* U.S. stock index futures pointed to a sharply higher open for equities on Wall Street on Friday, with futures for the S&P 500, for the Dow Jones and for the Nasdaq 100 up 1 to 1.1 percent ahead of a key jobs report.
* U.S. employment growth likely picked up speed in November, but the pace is not expected to be quick enough to bring down the country’s 9 percent jobless rate.

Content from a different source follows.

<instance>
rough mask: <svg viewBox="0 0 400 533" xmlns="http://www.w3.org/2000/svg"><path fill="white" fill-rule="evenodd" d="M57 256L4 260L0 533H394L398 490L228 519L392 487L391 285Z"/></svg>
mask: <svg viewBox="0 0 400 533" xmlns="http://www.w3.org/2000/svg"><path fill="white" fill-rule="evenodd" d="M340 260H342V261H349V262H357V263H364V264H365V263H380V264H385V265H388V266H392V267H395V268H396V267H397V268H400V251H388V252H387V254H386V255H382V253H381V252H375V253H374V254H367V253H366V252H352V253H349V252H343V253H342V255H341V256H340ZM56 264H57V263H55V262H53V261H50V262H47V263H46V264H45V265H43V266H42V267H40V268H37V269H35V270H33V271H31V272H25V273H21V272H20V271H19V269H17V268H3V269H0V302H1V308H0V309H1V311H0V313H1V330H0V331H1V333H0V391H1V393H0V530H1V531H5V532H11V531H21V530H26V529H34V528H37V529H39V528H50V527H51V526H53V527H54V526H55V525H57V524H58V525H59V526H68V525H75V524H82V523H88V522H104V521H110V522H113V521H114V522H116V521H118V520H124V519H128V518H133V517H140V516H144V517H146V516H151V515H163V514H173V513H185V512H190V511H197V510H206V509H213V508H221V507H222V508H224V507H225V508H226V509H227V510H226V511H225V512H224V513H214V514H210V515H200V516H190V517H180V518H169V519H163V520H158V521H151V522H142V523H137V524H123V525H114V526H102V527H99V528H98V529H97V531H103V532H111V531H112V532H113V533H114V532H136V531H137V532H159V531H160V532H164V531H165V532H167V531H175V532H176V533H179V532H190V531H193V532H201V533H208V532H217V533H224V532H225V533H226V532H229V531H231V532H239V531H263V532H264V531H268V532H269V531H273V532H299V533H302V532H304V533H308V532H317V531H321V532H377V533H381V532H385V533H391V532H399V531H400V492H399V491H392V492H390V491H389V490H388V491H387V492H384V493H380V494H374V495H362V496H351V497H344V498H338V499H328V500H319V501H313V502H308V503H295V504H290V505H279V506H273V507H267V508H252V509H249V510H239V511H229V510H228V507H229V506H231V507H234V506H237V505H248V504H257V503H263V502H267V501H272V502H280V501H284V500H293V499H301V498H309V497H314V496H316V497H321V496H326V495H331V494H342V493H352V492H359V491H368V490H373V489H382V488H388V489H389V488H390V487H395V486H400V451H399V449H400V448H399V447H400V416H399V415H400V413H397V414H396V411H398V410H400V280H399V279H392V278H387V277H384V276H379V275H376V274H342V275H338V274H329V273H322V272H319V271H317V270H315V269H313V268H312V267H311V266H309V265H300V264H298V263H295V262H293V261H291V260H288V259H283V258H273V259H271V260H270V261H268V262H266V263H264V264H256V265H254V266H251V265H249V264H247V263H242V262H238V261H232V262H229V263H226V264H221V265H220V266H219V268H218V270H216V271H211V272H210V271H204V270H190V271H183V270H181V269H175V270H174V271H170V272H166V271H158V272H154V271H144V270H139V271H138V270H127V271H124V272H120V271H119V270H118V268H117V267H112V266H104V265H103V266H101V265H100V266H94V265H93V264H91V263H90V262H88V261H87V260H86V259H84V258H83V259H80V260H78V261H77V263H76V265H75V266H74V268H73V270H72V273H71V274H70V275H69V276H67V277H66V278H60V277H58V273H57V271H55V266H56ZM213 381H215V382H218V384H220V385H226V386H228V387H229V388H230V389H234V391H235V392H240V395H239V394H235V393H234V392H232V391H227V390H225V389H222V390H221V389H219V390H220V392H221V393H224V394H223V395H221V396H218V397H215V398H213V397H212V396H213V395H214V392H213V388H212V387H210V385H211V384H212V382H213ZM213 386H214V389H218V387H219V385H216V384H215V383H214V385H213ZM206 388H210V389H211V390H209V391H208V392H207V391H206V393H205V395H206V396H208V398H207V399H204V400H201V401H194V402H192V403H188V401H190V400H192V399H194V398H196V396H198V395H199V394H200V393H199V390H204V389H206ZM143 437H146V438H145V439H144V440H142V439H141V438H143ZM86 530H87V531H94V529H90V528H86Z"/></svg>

Nonfarm payrolls likely increased by 122,000 last month, according to a survey, which would outpace October’s 80,000.
* A top Chinese foreign ministry official said Europe cannot expect China to use a big portion of its $3.2 trillion foreign exchange reserves to rescue indebted nations, Beijing’s strongest rebuttal yet to suggestions it should bail out the euro zone.
* Economic Cycle Research Institute releases at 1530 GMT its weekly index of economic activity for the week ended Nov. 25. In the prior week the index read 122.3.
* Europe’s Airbus accused the White House of derailing open competition by helping Boeing Co win a record aircraft deal in Indonesia as details emerged of a behind-the-scenes struggle over jobs and airplane sales worth almost $22 billion.
* Google Inc is pondering an Internet service to help consumers shop online and take advantage of same-day delivery, hoping to stanch the loss of Web traffic to Amazon.com Inc, the Wall Street Journal reported on Thursday.
* Three leading U.S. senators are inquiring into drugmaker Pfizer Inc’s efforts to limit the sale of generic versions of its Lipitor cholesterol drug, which lost U.S. patent protection this week.
* The biggest legal battle for the technology industry is playing out in a federal court in Silicon Valley, where Apple is trying to stop Samsung from selling Galaxy phones and tablets in the United States.
* Sprint Nextel Corp, the No.3 U.S. mobile provider, agreed to pay up to $1.6 billion to Clearwire Corp in the next four years, easing concerns about a liquidity crisis at Clearwire.
* European stocks rose 1.5 percent on Friday and were set to post their biggest weekly gains since the onset of the financial crisis in late 2008, on hopes of upbeat U.S. jobs data and a bold solution to the euro zone debt crisis at the Dec. 9 summit.
* U.S. stocks were trod water on Thursday after the previous day’s massive gains, but traders worried that recent strong data could set the market up for a sell-off should Friday’s jobs report fall short of hopes.
* The Dow Jones industrial average closed down 25.65 points, or 0.21 percent, at 12,020.03. The S&P 500 lost 2.38 points, or 0.19 percent, to 1,244.58. The Nasdaq Composite gained 5.86 points, or 0.22 percent, to 2,626.20.